Understanding the DiG format
License
Copyright © 2008, 2009 Ian Donaldson
Citation
DiG is not yet published.
Disclaimer
Data is distributed in the hope that it will be useful, but WITHOUT ANY WARRANTY; without even the implied warranty of MERCHANTABILITY or FITNESS FOR A PARTICULAR PURPOSE.

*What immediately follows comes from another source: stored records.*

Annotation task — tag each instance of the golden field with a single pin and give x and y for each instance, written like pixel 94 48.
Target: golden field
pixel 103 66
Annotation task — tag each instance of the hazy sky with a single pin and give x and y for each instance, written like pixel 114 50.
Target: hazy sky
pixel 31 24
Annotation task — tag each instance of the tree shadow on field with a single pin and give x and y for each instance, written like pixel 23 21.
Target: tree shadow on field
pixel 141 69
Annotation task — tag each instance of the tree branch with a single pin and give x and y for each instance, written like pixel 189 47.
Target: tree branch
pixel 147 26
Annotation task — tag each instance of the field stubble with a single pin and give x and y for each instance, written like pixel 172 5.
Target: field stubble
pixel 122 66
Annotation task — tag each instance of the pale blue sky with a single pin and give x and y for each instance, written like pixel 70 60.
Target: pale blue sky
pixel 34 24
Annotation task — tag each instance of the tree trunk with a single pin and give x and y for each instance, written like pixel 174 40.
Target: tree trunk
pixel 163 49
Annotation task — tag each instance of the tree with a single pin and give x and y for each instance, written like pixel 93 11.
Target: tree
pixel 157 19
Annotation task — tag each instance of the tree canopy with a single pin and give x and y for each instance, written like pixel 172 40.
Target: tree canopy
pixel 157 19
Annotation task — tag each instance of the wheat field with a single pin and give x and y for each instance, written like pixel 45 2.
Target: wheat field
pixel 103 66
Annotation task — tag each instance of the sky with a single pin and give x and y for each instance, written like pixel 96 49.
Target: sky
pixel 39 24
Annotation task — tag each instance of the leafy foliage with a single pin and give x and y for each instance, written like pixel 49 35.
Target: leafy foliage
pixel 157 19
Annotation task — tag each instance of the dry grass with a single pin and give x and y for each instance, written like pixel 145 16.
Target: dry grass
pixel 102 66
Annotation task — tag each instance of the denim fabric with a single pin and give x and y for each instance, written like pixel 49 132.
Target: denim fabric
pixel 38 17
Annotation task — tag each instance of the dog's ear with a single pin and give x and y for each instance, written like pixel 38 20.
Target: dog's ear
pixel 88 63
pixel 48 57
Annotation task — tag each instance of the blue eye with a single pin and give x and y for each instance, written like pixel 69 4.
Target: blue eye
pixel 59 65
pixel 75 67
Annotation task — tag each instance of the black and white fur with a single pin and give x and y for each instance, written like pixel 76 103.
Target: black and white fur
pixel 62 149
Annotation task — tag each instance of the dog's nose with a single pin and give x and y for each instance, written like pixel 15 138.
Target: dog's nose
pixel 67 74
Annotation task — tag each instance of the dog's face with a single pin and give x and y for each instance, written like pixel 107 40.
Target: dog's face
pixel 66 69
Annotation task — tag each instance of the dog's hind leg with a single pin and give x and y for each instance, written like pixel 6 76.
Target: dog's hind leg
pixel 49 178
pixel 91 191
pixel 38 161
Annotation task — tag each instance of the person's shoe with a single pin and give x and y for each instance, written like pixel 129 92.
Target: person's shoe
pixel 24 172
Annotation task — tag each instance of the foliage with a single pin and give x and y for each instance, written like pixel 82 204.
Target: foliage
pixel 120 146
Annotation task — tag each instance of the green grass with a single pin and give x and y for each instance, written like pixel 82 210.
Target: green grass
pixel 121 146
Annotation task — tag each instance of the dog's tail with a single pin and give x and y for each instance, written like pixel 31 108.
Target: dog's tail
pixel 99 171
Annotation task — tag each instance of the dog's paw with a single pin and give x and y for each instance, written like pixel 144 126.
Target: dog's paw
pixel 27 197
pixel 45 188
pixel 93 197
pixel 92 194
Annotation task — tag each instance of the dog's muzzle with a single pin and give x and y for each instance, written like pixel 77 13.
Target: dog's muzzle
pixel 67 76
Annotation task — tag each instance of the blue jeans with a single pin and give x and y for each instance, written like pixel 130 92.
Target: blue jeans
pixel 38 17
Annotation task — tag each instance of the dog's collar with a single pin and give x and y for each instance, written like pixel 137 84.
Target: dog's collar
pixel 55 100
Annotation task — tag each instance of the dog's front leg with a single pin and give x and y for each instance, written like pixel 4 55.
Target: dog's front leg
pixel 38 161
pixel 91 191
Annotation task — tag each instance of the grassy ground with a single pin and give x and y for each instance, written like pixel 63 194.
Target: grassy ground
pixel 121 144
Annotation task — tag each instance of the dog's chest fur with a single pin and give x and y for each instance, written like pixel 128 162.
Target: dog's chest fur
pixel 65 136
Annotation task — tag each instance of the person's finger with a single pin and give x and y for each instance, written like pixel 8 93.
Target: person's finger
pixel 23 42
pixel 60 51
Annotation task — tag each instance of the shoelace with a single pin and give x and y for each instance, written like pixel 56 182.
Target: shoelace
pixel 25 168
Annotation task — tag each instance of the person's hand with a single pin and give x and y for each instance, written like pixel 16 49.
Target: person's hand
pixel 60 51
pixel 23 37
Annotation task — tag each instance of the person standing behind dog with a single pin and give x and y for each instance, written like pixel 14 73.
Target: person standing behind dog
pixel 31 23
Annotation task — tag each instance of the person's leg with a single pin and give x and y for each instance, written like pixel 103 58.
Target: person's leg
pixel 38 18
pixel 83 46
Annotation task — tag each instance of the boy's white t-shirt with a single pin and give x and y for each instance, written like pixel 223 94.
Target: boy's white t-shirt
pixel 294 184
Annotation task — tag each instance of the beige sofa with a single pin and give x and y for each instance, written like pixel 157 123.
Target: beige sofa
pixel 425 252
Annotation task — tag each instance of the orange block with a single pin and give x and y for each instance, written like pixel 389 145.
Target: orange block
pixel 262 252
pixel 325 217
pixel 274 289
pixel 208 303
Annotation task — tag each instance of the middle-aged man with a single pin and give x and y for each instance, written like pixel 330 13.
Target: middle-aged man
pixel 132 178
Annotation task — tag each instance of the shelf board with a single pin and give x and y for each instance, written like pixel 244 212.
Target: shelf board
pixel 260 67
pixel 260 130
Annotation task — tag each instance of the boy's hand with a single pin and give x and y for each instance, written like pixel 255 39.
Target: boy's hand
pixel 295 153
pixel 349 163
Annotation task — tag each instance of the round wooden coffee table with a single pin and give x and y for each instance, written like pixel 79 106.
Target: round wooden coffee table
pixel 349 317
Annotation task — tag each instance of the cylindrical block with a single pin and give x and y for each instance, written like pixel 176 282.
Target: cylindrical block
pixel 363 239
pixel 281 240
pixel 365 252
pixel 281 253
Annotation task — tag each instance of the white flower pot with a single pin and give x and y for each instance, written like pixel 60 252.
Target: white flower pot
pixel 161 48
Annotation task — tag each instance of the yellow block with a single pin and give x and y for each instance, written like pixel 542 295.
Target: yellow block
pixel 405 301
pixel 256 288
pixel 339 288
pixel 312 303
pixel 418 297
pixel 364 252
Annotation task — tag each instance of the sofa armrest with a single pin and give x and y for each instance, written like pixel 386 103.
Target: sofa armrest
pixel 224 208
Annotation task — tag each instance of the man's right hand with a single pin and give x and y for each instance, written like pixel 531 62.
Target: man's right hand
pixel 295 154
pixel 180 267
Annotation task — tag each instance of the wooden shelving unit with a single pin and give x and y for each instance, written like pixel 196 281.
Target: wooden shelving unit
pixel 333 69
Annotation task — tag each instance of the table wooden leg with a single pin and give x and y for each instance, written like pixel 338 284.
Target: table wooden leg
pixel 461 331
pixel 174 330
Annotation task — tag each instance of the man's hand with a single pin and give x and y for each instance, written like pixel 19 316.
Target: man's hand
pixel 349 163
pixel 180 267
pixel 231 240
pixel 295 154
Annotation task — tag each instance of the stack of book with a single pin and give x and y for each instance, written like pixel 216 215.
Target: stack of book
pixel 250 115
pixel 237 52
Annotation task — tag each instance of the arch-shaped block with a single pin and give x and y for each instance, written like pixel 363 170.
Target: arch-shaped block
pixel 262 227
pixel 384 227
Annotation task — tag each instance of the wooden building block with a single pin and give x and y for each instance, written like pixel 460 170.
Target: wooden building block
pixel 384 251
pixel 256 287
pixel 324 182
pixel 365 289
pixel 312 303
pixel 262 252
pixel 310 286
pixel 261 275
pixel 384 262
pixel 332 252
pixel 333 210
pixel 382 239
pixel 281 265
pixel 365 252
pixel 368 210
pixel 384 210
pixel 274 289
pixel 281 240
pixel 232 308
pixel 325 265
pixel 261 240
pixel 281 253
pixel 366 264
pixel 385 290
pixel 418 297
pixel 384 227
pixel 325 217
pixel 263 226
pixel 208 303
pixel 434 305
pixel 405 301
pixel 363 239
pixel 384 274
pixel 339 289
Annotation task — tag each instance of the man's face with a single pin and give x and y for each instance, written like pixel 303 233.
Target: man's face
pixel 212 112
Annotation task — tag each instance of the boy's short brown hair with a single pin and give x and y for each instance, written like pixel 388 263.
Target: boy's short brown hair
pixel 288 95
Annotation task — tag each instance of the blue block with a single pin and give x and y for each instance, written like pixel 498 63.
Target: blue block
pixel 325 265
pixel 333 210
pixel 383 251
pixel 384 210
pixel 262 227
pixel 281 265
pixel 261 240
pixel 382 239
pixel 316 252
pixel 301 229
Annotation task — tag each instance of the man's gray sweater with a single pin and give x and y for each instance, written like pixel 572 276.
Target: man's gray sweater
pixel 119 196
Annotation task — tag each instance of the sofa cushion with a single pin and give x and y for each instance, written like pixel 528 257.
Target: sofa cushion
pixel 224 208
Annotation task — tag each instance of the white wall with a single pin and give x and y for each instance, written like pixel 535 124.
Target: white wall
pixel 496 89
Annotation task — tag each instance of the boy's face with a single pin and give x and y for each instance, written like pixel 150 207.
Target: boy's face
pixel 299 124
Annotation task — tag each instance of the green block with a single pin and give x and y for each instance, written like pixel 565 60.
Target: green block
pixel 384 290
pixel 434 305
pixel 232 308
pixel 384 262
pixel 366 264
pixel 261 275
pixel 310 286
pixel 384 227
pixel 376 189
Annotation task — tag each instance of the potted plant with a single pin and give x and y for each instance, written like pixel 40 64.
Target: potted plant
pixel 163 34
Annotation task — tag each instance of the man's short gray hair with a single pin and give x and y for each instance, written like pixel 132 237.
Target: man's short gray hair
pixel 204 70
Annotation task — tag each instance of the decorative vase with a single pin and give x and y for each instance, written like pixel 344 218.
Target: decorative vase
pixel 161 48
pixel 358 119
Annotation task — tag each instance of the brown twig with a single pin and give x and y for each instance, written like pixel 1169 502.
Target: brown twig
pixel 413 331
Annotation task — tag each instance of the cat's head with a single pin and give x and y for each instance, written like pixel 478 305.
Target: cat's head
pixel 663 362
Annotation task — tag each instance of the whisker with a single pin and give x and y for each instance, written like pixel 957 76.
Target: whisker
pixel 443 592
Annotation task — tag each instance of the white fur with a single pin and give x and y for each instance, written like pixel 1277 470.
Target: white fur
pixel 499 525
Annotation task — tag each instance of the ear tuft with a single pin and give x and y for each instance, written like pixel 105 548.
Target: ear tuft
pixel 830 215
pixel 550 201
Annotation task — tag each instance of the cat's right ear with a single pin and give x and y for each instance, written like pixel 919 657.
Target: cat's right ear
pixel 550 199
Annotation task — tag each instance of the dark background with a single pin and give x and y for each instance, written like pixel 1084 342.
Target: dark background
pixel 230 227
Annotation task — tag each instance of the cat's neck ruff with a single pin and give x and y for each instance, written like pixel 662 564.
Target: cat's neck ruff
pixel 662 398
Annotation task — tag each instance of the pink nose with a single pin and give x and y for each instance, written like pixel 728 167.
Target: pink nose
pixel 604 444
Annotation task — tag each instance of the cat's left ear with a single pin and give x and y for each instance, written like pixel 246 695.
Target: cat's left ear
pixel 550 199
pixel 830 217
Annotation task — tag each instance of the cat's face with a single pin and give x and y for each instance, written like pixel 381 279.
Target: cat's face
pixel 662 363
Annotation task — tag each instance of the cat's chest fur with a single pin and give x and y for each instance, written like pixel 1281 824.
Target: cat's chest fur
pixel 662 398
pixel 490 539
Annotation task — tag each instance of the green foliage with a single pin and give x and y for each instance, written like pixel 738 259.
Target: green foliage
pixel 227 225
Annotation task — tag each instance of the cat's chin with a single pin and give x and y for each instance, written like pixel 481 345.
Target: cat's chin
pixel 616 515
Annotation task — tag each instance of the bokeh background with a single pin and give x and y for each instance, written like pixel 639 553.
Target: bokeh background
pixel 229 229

Description of the DiG file
Each line in the DiG list represents a single gene and its association with some disease (taken from Morbid Map). Each gene (line) has been assigned a disease group number (column 7). Each group represents a set of phenotypically related diseases as determined by their Morbid Map titles.
Column number: 1
Column name: | title |
Column type: | text, contains multiple fields |
Description: | title column as listed in Morbid Map |
Example: | 17,20-lyase deficiency, isolated, 202110 (3) |
Notes
"17,20-lyase deficiency, isolated" is the disease title
"202110" is the OMIM identifier
(3) is the evidence code (diseasetag)
See http://irefindex/wiki/DiG:_Disease_groups for more information.
Column number: 2
Column name: | genesymbols |
Column type: | text, multiple values comma delimited |
Description: | gene symbols as originally listed in Morbid Map |
Example: | CYP17A1, CYP17, P450C17 |
Notes
Column number: 3
Column name: | locus |
Column type: | text |
Description: | gene locus as originally listed in Morbid Map |
Example: | 10q24.3 |
Notes
Column number: 4
Column name: | diseaseomimid |
Column type: | integer |
Description: | OMIMID extracted from title column in Morbid Map (see Column 1 above) |
Example: | 202110 |
Notes This omim identifier usually refers to a record describing a disease phenotype; it is a descriptive entry that does not refer to a unique locus.
See [1].
Column number: 5
Column name: | diseasetag |
Column type: | string ((1), (2) or (3)) |
Description: | evidence code extracted from title column in Morbid Map (see Column 1 above) |
Example: | (3) |
Notes
Only entries with (3) in this column have been mapped to a disease group (see column 7). For explanation of disease tags see [2]
Column number: 6
Column name: | geneid |
Column type: | integer |
Description: | EntrezGene identifier |
Example: | 64087 |
Notes
Cross-reference to EntrezGene (see [3]). The file used to mine for geneids is gene_info file at [4]. In some cases, a zero will appear in this column if a mapping to an EntrezGene identifier could not be made using the gene names provided by Morbid Map (see Column 2 above).
Column number: 7
Column name: | digid |
Column type: | integer |
Description: | Disease Group identifier |
Example: | 1 |
Notes
The whole point of the table. This identifier is not stable between releases of DiG. Entries with identical DiG identifiers are deemed to belong to a set of phenotypically-related diseases (and genes).
Column number: 8
Column name: | mantitle |
Column type: | text |
Description: | manually created title |
Example: | 17,20-lyase deficiency, isolated, 202110 (3) |
Notes
In some rare cases, titles provided by Morbid Map could not be properly processed by the text matching process. These titles were manually re-written to avoid these problems. In most cases, the text in this column is identical to that in column 1. See http://irefindex/wiki/DiG:_Disease_groups for details. All these manual changes can be propagated from release to release. Note that the manual titles are not guaranteed to contain OMIM identifiers and evidence codes.
Column number: 9
Column name: | geneomimid |
Column type: | integer |
Description: | omim identifier as originally listed in Morbid Map |
Example: | 609300 |
Notes
This omim identifier usually refers to a record describing a gene.